But the devil is always in the details. Anthem for a New Day is exceptionally tight, smart and intense. It jolts out of your speakers (or, nowadays, your earbuds) from the opening bars of the opening track, “Brother Thelonious.” Pianist Helen Sung, tenor saxophonist Seamus Blake and trumpeter Ingrid Jensen careen together over the spiky theme. Then they all solo like their hair is on fire, but concisely.

Sung earned a master’s degree in classical music before she found jazz, which she now plays with extravagant chops and the zeal of a late convert. Her sixth album presents a new emphasis on the roles of composer, arranger, ensemble conceptualist and bandleader. “It Don’t Mean a Thing” is a witty inversion that turns Ellington into an arch classical etude and refuses to swing, until it swings like crazy. Sung arranges her own piercing melodic line, “Hidden,” into movements with openings for vivid interactions between guest violinist Regina Carter, Jensen and Sung on Rhodes.
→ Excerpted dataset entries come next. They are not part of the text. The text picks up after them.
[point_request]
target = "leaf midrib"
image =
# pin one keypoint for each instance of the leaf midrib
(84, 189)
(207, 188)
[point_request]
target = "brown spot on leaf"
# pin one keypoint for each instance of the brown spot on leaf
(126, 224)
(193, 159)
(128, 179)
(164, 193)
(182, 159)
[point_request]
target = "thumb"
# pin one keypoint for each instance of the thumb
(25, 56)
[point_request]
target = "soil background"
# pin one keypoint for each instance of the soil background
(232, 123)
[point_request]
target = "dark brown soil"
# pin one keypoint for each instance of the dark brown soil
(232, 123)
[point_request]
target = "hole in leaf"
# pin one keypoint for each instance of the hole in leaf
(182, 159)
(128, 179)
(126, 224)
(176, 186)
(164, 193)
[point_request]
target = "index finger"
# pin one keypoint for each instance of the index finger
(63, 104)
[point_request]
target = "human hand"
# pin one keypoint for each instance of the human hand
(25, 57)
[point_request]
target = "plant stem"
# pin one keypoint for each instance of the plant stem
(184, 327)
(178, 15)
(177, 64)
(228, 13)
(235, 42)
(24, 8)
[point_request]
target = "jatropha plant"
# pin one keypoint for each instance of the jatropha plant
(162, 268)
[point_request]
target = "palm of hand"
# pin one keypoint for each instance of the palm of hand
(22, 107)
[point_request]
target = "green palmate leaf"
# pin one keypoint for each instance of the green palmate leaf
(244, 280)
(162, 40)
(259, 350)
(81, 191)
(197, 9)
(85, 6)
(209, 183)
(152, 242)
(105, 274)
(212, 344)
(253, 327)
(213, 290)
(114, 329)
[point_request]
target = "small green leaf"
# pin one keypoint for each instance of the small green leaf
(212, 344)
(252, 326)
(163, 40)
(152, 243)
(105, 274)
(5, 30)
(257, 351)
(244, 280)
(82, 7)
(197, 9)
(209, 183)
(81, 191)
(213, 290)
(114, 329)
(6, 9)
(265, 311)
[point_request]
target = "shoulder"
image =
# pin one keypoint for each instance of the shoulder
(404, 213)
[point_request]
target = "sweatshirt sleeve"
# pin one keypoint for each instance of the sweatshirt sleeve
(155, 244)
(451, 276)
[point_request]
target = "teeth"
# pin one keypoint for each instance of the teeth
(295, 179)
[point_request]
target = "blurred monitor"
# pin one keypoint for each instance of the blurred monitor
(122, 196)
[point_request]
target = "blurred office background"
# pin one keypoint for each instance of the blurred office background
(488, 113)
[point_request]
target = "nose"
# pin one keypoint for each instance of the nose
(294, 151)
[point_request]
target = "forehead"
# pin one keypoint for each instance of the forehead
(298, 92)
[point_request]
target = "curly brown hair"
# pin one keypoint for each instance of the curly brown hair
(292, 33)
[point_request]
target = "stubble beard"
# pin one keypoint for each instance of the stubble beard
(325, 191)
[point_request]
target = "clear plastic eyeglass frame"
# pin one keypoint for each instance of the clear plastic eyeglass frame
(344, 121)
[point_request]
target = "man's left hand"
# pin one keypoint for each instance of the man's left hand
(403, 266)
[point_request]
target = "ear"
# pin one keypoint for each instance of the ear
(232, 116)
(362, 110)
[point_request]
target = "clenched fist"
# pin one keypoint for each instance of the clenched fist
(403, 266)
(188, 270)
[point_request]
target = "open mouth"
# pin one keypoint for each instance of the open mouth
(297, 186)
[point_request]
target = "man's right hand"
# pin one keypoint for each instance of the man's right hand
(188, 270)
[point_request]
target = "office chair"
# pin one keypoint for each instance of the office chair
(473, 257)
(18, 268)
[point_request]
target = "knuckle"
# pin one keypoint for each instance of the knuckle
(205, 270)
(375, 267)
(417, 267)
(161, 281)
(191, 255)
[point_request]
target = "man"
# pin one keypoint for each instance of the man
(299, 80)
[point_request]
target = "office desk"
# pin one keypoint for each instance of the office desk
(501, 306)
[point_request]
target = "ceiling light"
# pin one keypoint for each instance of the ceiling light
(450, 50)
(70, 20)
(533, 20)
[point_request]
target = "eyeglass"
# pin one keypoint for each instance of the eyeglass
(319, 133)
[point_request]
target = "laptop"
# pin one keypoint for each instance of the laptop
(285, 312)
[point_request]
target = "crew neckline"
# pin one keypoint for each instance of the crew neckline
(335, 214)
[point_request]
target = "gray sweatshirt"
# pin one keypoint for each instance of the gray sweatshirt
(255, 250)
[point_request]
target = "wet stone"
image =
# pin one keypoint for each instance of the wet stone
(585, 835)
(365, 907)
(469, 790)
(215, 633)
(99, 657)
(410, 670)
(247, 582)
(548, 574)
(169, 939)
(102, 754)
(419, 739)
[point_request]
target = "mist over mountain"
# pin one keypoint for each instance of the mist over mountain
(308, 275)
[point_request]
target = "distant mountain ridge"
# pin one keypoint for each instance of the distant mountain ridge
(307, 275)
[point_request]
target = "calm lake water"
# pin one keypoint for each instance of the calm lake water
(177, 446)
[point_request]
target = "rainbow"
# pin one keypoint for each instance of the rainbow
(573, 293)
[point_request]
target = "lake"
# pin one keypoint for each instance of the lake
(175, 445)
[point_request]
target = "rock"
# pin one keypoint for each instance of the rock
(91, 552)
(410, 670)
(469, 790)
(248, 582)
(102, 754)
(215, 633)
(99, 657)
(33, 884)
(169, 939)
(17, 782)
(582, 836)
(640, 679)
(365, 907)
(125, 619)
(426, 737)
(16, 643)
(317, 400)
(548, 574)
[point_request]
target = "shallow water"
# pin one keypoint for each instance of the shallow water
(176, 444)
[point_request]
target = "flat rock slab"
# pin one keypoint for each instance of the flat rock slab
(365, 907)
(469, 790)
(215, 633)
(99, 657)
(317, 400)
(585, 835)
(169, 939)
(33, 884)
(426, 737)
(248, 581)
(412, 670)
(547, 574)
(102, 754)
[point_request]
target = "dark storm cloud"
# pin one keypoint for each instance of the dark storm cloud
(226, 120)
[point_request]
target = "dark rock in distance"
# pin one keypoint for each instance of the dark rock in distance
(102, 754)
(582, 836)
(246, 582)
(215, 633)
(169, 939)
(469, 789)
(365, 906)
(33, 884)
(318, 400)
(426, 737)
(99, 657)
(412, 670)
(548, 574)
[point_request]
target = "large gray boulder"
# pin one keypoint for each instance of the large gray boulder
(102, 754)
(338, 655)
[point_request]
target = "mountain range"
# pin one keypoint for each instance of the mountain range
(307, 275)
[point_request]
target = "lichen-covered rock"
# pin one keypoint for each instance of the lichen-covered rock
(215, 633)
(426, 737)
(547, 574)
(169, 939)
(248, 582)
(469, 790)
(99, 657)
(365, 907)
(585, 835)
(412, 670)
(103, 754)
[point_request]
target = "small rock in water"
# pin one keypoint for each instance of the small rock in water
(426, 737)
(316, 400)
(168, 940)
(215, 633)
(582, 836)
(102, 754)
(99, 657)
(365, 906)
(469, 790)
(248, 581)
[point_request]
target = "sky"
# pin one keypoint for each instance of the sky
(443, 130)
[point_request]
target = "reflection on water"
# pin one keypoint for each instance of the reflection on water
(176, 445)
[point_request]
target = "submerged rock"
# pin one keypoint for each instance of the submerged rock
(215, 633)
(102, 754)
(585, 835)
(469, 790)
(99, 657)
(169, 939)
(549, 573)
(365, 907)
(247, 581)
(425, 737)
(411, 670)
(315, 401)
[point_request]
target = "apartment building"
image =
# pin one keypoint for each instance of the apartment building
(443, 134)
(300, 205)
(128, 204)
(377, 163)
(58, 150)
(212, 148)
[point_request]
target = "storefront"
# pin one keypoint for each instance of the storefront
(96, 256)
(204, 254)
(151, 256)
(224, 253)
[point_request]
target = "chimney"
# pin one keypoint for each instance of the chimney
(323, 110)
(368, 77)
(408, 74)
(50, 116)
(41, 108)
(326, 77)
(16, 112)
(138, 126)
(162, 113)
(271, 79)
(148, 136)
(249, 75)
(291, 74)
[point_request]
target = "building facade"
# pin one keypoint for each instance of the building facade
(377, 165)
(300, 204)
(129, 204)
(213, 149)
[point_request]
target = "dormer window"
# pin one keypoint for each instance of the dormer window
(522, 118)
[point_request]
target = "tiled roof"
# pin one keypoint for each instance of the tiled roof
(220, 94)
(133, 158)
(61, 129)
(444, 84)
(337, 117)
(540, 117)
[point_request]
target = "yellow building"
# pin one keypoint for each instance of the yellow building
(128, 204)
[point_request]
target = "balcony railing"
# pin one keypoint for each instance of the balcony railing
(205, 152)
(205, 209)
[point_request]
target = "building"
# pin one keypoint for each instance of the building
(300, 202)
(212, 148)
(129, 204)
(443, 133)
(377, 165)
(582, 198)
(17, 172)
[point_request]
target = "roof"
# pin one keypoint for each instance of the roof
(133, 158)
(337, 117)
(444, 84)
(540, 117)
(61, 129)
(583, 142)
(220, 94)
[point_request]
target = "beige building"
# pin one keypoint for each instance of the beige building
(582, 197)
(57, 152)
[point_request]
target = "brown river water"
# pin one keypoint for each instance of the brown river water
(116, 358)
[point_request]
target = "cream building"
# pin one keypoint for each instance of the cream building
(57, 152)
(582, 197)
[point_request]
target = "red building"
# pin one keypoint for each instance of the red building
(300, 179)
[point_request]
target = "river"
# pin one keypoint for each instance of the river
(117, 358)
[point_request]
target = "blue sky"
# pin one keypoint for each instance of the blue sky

Chick Corea’s “Armando’s Rhumba,” with guest Paquito D’Rivera on clarinet, is an ecstatic, swirling, pounding celebration. Throughout the program, drummer Obed Calvaire and percussionist Samuel Torres are agile and detailed. Bassist Reuben Rogers is free, proactive and prominent.

There is a hierarchy of great piano versions of “Never Let Me Go,” with Bill Evans and Keith Jarrett at the top. Sung is now on the list. Her piano postulates the melody in fragments. Carter and Rogers respond, alone or together, sometimes leaving the song in the distance but always reinforcing the passion of its plea.